Ou é isso mesmo que eles querem que me aconteça, exatamente para que o ovo se cumpra? É liberdade ou estou sendo mandada? Pois venho notando que tudo que é erro meu tem sido aproveitado. Minha revolta é que para eles eu não sou nada, eu sou apenas preciosa: eles cuidam de mim segundo por segundo, com a mais absoluta falta de amor; sou apenas preciosa. Com o dinheiro que me dão, ando ultimamente bebendo. Abuso de confiança? Mas é que ninguém sabe como se sente por dentro aquele cujo emprego consiste em fingir que está traindo, e que termina acreditando na própria traição. Cujo emprego consiste em diariamente esquecer. Aquele de quem é exigida a aparente desonra. Nem meu espelho reflete mais um rosto que seja meu. Ou sou um agente, ou é a traição mesmo.
Mas durmo o sono dos justos por saber que minha vida fútil não atrapalha a marcha do grande tempo. Pelo contrário: parece que é exigido de mim que eu seja extremamente fútil, é exigido de mim inclusive que eu durma como justo. Eles me querem preocupada e distraída, e não lhes importa como. Pois, com minha atenção errada e minha tolice grave, eu poderia atrapalhar o que se está fazendo através de mim. É que eu própria, eu propriamente dita, só tenho mesmo servido para atrapalhar. O que me revela que talvez eu seja um agente é a idéia de que meu destino me ultrapassa: pelo menos isso eles tiveram mesmo que me deixar adivinhar, eu era daqueles que fariam mal o trabalho se ao menos não adivinhassem um pouco; fizeram-me esquecer o que me deixaram adivinhar, mas vagamente ficou-me a noção de que meu destino me ultrapassa, e de que sou instrumento do trabalho deles. Mas de qualquer modo era só instrumento que eu poderia ser, pois o trabalho não poderia ser mesmo meu. Já experimentei me estabelecer por conta própria e não deu certo; ficou-me até hoje essa mão trêmula. Tivesse eu insistido um pouco mais e teria perdido para sempre a saúde. Desde então, desde essa malograda experiência, procuro raciocinar desse modo: que já me foi dado muito, que eles já me concederam tudo o que pode ser concedido; e que os outros agentes, muito superiores a mim, também trabalharam apenas para o que não sabiam. E com as mesmas pouquíssimas instruções. Já me foi dado muito; isto, por exemplo: uma vez ou outra, com o coração batendo pelo privilégio, eu pelo menos sei que não estou reconhecendo! Com o coração batendo de emoção, eu pelo menos não compreendo! Com o coração batendo de confiança, eu pelo menos não sei.

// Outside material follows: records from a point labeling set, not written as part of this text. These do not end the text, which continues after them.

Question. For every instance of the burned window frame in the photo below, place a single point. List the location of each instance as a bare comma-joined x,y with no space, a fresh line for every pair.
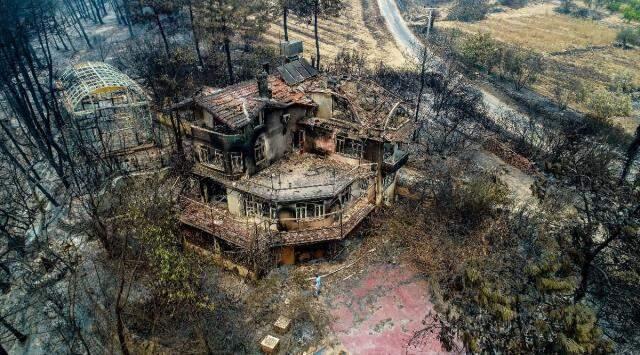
312,210
260,150
237,162
388,180
349,147
214,157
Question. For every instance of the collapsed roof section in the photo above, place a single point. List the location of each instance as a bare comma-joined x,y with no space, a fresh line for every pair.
297,71
83,81
364,108
237,105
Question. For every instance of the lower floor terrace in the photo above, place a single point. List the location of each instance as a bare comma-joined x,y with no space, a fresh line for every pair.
241,231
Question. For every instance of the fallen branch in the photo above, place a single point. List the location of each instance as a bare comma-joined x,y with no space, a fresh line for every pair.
344,267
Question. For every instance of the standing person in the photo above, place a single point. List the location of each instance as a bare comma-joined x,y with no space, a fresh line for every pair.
316,291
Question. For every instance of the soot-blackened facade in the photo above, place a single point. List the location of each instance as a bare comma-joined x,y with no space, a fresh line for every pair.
291,159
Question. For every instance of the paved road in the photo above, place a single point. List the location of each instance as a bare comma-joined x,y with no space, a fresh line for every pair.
401,32
407,40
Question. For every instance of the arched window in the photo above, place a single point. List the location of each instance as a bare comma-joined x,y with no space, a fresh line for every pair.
259,150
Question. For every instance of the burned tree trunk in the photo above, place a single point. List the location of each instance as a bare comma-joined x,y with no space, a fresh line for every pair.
316,10
164,36
16,333
227,51
285,13
195,35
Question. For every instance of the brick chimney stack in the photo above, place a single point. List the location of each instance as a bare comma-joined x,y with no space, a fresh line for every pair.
263,82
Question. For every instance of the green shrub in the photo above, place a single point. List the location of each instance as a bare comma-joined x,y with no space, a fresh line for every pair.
628,36
623,82
631,10
480,51
514,4
604,104
469,10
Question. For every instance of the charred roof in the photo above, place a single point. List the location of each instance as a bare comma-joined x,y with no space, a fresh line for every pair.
238,104
297,71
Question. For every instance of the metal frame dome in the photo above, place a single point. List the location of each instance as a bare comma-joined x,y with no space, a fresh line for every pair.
93,78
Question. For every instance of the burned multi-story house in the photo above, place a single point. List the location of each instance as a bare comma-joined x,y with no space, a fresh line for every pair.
107,112
292,160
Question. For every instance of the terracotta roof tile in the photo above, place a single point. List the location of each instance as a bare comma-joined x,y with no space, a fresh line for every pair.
238,104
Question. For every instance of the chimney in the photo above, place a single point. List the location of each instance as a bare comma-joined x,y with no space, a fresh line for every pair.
263,83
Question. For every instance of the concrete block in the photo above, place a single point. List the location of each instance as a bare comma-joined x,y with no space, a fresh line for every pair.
282,325
269,344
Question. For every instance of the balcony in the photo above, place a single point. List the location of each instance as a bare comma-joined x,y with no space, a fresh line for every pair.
395,160
217,138
214,219
298,177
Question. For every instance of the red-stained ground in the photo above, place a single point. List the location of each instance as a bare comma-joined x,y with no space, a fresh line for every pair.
379,311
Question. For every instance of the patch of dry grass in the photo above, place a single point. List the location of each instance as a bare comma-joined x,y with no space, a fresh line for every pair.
348,31
577,48
541,29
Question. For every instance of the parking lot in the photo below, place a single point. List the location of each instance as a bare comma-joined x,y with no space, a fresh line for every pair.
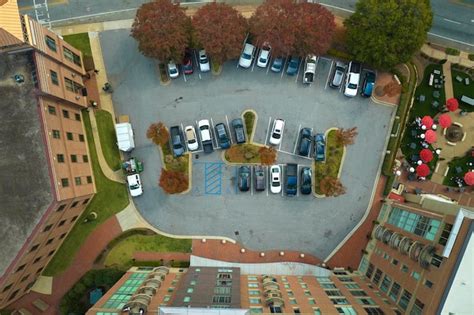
260,220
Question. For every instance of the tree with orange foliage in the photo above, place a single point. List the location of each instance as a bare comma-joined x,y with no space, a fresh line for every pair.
346,136
173,182
158,133
331,187
267,155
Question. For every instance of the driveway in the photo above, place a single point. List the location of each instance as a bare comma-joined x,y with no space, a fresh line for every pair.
214,207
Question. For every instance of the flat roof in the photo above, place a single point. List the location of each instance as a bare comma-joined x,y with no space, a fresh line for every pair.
25,187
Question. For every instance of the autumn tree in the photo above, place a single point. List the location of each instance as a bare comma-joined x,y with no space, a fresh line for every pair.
331,187
173,182
385,33
267,155
221,30
162,30
346,136
158,133
314,29
274,23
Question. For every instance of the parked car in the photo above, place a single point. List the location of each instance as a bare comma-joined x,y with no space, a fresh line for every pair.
246,57
173,71
204,65
134,185
244,178
368,85
277,64
352,79
239,131
188,62
222,136
305,180
277,131
293,66
177,142
259,175
191,139
205,131
304,146
275,175
338,74
264,56
319,147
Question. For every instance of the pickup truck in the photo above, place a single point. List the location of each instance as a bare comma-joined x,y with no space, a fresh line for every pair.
291,179
309,69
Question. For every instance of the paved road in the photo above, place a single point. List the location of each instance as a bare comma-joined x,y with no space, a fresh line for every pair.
215,206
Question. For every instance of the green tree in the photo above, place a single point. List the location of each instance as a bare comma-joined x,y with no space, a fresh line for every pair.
384,33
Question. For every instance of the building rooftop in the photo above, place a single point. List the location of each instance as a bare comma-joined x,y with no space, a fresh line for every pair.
25,188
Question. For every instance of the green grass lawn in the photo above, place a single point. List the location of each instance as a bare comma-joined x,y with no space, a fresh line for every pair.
81,42
122,251
108,139
110,199
461,89
330,168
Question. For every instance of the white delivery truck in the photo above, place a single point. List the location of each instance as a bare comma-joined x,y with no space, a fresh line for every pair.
125,141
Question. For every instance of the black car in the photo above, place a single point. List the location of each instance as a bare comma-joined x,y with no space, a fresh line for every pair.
244,178
239,131
305,142
305,179
222,136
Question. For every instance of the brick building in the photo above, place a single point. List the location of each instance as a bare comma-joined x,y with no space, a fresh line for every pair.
47,179
420,256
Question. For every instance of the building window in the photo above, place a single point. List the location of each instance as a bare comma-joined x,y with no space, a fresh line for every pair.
51,110
54,77
394,291
65,182
56,134
65,113
428,284
404,299
417,308
443,239
50,42
377,276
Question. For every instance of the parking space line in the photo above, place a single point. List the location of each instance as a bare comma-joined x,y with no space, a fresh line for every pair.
329,75
297,138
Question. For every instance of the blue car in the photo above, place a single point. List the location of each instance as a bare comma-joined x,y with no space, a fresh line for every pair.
319,147
293,66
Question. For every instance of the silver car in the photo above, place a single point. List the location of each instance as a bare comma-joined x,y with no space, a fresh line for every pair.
338,74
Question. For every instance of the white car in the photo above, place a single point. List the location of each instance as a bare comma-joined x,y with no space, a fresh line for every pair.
352,79
246,57
135,185
205,130
191,139
204,65
264,56
275,179
277,131
173,70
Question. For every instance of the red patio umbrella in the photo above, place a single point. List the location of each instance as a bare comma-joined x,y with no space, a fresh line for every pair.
445,120
427,121
452,104
430,136
469,178
426,155
422,170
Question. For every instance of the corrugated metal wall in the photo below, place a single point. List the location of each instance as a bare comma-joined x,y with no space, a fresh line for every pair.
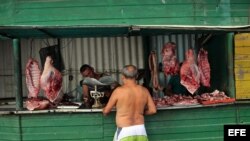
105,54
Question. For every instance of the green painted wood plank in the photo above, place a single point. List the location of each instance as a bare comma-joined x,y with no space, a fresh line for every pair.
189,136
62,129
127,12
62,120
9,121
9,129
84,132
88,3
87,13
200,113
9,136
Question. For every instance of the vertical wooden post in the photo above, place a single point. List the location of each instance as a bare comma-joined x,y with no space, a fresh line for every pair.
146,51
17,74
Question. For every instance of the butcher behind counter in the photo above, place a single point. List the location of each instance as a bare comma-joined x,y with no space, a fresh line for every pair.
50,81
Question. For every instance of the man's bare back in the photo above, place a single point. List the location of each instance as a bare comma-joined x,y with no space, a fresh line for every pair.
132,101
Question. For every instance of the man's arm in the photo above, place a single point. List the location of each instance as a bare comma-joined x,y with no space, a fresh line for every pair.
150,109
111,103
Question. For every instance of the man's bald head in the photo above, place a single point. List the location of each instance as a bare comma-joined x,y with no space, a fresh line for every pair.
129,71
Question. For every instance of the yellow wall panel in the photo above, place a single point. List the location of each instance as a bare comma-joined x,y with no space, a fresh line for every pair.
242,50
242,73
242,65
242,57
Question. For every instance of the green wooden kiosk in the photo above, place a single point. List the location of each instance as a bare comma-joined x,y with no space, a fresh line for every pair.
94,18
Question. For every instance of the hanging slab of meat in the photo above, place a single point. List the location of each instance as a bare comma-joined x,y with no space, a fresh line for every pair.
37,104
169,60
204,67
51,80
189,72
154,70
33,75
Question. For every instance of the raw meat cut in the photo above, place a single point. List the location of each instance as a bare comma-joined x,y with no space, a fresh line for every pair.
169,60
51,80
154,70
33,75
189,73
36,104
204,67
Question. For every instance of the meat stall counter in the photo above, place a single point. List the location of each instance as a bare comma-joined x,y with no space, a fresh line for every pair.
118,34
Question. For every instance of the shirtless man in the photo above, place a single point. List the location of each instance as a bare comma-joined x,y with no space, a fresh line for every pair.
132,101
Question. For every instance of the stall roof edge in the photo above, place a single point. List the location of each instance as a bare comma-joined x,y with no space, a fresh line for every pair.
9,32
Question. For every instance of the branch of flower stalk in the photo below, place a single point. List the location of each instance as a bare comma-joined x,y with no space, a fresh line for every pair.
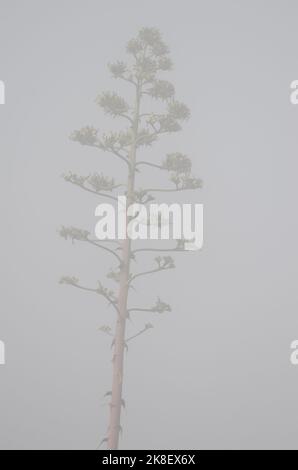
168,190
99,245
109,196
115,152
145,273
154,165
96,291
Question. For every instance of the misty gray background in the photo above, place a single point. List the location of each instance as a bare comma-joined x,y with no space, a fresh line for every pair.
214,373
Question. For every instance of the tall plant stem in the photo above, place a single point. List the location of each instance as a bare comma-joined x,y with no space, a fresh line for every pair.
119,344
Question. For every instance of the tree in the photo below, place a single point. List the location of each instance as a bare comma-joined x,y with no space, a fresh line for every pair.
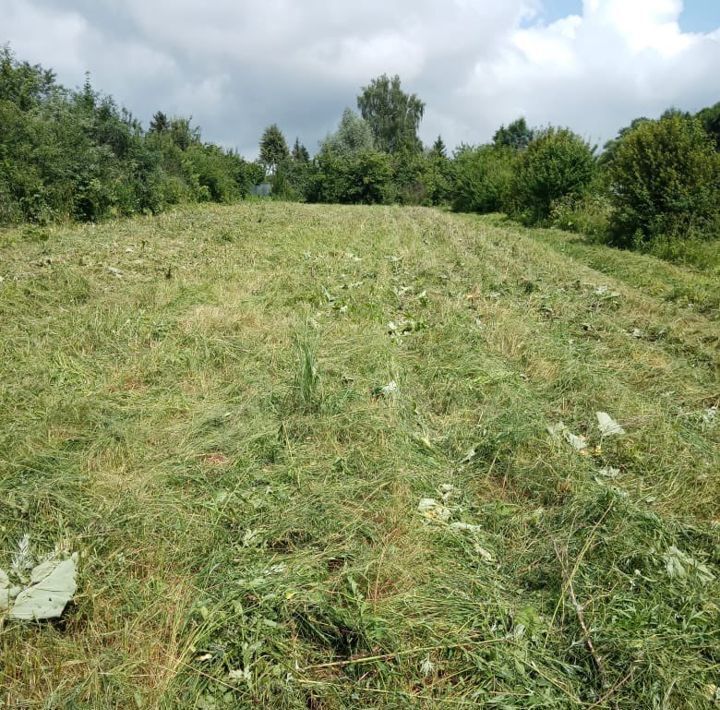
665,181
438,149
517,135
159,123
394,116
353,135
558,163
273,148
482,178
300,153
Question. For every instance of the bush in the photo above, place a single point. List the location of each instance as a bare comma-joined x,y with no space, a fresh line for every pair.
665,182
482,179
361,178
589,213
557,164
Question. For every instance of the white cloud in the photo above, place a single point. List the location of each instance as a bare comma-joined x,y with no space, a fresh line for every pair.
236,65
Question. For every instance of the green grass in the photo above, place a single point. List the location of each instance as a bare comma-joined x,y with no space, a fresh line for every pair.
208,430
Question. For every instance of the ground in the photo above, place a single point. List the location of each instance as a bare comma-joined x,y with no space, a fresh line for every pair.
236,415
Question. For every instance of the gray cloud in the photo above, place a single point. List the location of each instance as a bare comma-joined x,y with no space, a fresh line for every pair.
237,66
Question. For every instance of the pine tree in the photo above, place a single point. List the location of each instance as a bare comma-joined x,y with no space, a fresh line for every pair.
273,148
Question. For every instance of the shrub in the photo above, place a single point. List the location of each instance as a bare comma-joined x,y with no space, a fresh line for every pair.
482,179
589,213
361,178
557,164
665,182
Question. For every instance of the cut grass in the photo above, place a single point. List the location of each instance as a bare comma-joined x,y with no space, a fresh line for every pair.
203,429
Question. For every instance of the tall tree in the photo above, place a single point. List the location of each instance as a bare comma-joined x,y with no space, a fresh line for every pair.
159,123
353,135
517,135
394,116
438,150
300,152
273,148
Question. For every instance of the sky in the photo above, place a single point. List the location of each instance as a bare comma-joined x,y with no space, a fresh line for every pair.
236,66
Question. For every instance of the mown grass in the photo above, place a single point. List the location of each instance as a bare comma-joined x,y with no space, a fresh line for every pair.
208,429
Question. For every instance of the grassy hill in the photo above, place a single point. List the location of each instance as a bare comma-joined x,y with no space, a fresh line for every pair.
239,418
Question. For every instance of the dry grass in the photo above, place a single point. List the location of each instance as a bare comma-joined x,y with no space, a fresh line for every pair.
244,499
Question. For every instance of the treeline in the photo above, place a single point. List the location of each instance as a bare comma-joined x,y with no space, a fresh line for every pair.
657,182
77,155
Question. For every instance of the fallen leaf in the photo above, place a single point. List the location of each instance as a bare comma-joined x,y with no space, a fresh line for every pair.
608,426
53,585
433,510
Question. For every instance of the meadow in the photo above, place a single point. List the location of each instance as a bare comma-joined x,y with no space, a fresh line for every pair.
310,456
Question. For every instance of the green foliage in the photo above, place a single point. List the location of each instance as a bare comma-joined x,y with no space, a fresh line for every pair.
393,116
438,148
273,148
517,135
300,152
589,213
364,177
556,164
77,155
482,178
665,178
710,119
352,136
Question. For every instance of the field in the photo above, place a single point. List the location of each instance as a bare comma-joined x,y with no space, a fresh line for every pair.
305,456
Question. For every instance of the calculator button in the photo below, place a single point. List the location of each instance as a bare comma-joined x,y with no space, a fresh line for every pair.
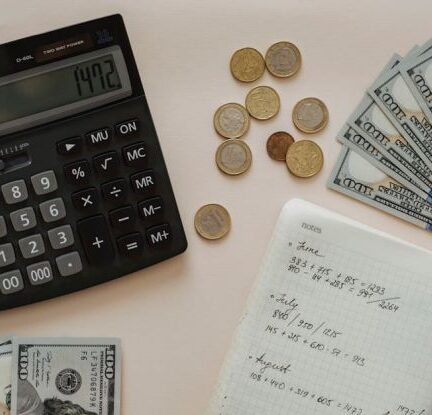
107,163
115,191
7,255
31,246
86,199
39,273
130,245
11,282
53,210
78,173
44,183
15,192
151,208
3,228
23,219
135,155
101,136
122,217
61,237
143,182
69,264
128,128
96,240
159,235
70,146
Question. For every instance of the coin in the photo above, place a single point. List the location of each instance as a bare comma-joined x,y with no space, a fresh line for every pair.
283,59
233,157
247,65
231,120
304,158
310,115
278,144
262,102
212,221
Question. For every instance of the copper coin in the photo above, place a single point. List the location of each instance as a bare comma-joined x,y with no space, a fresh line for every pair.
278,144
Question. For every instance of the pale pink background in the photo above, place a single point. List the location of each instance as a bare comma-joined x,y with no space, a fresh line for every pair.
176,319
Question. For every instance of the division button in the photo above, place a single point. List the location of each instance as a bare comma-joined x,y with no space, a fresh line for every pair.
98,137
106,164
143,182
115,191
159,235
131,245
95,238
11,282
129,128
123,217
14,192
135,155
78,173
53,210
44,183
151,208
39,273
69,264
70,146
7,255
86,199
23,219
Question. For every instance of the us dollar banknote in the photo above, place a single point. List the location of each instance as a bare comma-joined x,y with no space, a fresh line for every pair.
371,122
394,97
5,378
357,178
418,75
66,376
360,144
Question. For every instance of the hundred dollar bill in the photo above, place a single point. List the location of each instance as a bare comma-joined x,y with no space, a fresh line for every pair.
358,179
370,121
66,376
5,378
357,142
394,97
418,75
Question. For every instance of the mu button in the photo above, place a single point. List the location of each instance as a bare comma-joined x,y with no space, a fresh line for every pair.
143,182
135,155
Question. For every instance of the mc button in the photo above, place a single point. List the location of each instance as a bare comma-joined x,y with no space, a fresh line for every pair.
143,182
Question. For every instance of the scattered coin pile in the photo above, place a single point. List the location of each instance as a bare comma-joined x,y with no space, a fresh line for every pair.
304,158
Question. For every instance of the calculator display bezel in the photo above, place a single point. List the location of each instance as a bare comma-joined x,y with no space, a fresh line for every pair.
74,107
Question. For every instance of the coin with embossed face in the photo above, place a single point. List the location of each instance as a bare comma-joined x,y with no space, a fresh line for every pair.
304,158
247,65
278,144
231,120
212,221
233,157
262,102
283,59
310,115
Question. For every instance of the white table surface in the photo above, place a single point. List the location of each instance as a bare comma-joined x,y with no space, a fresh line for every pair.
177,318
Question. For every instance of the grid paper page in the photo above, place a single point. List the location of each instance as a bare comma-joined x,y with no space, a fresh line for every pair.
339,322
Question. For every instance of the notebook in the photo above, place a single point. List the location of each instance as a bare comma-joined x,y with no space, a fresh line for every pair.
338,322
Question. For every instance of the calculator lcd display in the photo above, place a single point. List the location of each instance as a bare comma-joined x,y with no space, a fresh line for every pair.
63,88
59,87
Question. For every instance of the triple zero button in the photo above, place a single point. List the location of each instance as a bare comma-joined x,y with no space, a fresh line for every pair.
96,239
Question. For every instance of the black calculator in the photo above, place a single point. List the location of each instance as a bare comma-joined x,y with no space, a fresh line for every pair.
85,193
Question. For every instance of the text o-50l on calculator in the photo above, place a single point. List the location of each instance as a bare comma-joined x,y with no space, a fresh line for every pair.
85,194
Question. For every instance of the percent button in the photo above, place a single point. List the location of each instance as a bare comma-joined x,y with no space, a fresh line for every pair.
78,173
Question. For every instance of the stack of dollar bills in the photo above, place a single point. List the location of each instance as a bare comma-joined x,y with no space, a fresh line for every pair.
386,159
48,376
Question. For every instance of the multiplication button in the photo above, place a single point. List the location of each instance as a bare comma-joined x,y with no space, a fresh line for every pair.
11,282
69,264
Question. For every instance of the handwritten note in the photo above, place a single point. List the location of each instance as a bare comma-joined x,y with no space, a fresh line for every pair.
339,322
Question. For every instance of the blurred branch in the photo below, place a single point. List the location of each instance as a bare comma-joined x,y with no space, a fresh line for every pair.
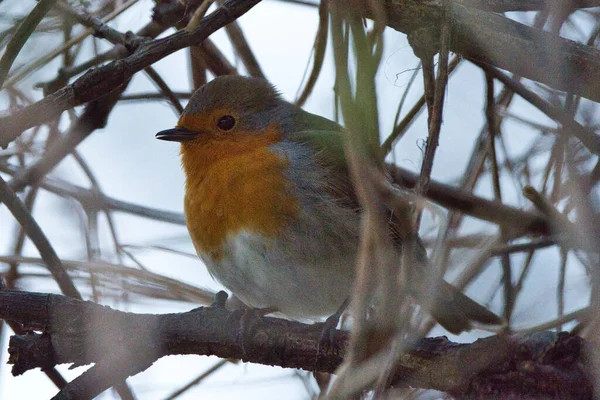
30,67
90,199
478,35
547,364
501,6
34,232
493,39
518,222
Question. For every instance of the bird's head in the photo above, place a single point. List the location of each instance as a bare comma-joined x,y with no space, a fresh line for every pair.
231,107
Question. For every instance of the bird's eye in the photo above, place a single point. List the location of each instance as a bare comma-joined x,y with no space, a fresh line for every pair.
226,122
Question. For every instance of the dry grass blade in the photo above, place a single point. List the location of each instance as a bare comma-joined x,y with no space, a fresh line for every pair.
319,53
23,33
34,232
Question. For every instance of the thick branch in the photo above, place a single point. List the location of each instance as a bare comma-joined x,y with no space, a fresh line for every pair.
102,80
543,365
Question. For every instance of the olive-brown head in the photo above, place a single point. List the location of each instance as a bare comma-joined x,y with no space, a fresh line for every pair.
234,181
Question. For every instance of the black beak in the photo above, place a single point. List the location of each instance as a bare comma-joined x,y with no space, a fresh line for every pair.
176,135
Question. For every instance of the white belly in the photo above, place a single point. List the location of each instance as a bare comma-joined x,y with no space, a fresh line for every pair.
303,278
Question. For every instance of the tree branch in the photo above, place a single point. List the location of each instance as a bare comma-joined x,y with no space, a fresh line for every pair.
104,79
547,364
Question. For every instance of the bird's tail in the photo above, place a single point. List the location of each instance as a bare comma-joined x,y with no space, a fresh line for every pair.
455,311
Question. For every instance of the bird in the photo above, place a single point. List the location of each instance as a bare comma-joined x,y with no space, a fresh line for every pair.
270,205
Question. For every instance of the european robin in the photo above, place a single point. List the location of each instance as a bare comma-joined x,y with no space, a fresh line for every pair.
270,206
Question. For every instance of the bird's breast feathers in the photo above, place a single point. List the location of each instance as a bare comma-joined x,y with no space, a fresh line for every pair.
267,229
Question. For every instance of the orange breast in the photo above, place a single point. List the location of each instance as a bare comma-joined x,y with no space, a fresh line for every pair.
234,184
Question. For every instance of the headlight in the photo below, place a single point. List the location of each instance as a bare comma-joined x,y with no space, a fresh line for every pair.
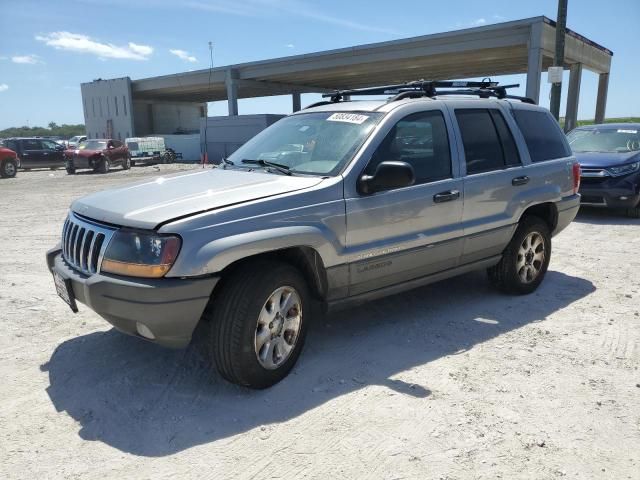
624,169
140,254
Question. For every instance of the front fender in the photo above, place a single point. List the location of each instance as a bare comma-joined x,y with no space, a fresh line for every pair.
219,253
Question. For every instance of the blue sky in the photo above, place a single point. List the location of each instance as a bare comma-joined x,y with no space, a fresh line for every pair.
49,47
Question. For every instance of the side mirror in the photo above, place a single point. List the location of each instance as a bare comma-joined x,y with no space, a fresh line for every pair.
388,175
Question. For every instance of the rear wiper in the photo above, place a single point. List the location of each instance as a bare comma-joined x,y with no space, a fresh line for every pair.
266,163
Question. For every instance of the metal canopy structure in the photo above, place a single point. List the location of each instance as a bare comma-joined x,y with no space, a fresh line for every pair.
521,46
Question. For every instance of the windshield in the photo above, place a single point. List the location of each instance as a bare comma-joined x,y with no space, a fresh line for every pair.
93,145
311,143
605,140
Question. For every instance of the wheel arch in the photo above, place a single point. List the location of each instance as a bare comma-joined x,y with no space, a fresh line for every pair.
305,258
547,211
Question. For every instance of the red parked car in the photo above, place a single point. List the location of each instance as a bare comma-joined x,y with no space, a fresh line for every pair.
97,154
9,162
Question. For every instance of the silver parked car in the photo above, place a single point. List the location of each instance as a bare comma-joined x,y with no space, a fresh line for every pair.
335,205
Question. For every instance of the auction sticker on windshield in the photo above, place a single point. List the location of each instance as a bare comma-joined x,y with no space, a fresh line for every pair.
348,118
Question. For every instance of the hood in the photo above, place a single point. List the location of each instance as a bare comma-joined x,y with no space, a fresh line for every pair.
150,203
605,159
84,152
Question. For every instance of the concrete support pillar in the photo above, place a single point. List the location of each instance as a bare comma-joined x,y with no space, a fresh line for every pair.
295,99
573,97
231,82
601,101
534,63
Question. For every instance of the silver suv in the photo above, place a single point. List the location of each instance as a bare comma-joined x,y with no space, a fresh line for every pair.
335,205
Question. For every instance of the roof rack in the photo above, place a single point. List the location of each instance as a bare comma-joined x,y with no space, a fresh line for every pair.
426,88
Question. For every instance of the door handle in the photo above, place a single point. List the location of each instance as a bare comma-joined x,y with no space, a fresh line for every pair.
446,196
520,181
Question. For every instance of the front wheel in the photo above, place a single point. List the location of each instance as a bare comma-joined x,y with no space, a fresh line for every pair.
104,165
8,169
525,261
259,323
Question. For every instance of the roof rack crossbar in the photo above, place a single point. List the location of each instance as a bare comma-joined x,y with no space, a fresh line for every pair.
425,88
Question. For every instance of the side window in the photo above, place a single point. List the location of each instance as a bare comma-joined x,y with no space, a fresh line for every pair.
32,145
421,140
482,147
542,134
509,149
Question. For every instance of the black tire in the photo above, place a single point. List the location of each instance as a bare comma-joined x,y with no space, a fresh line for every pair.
507,275
235,310
104,166
9,168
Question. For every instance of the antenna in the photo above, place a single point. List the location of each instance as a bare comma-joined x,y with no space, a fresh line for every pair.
205,153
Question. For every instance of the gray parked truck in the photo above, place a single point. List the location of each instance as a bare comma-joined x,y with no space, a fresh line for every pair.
335,205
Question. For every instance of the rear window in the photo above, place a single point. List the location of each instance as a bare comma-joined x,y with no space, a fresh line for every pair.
542,134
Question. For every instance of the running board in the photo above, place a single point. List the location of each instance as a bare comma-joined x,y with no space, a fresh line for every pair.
349,302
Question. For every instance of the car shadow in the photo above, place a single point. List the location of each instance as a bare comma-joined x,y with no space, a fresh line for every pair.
604,216
149,401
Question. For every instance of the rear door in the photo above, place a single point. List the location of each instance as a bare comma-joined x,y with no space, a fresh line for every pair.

Mas e o ovo? Este é um dos subterfúgios deles: enquanto eu falava sobre o ovo, eu tinha esquecido do ovo. “Falai, falai”, instruíram-me eles. E o ovo fica inteiramente protegido por tantas palavras. Falai muito, é uma das instruções, estou tão cansada.
Por devoção ao ovo, eu o esqueci. Meu necessário esquecimento. Meu interesseiro esquecimento. Pois o ovo é um esquivo. Diante de minha adoração possessiva ele poderia retrair-se e nunca mais voltar. Mas se ele for esquecido. Se eu fizer o sacrifício de esquecê-lo. Se o ovo for impossível. Então – livre, delicado, sem mensagem alguma para mim – talvez uma vez ainda ele se locomova do espaço até esta janela que desde sempre deixei aberta. E de madrugada baixe no nosso edifício. Sereno até a cozinha. Iluminando-a de minha palidez.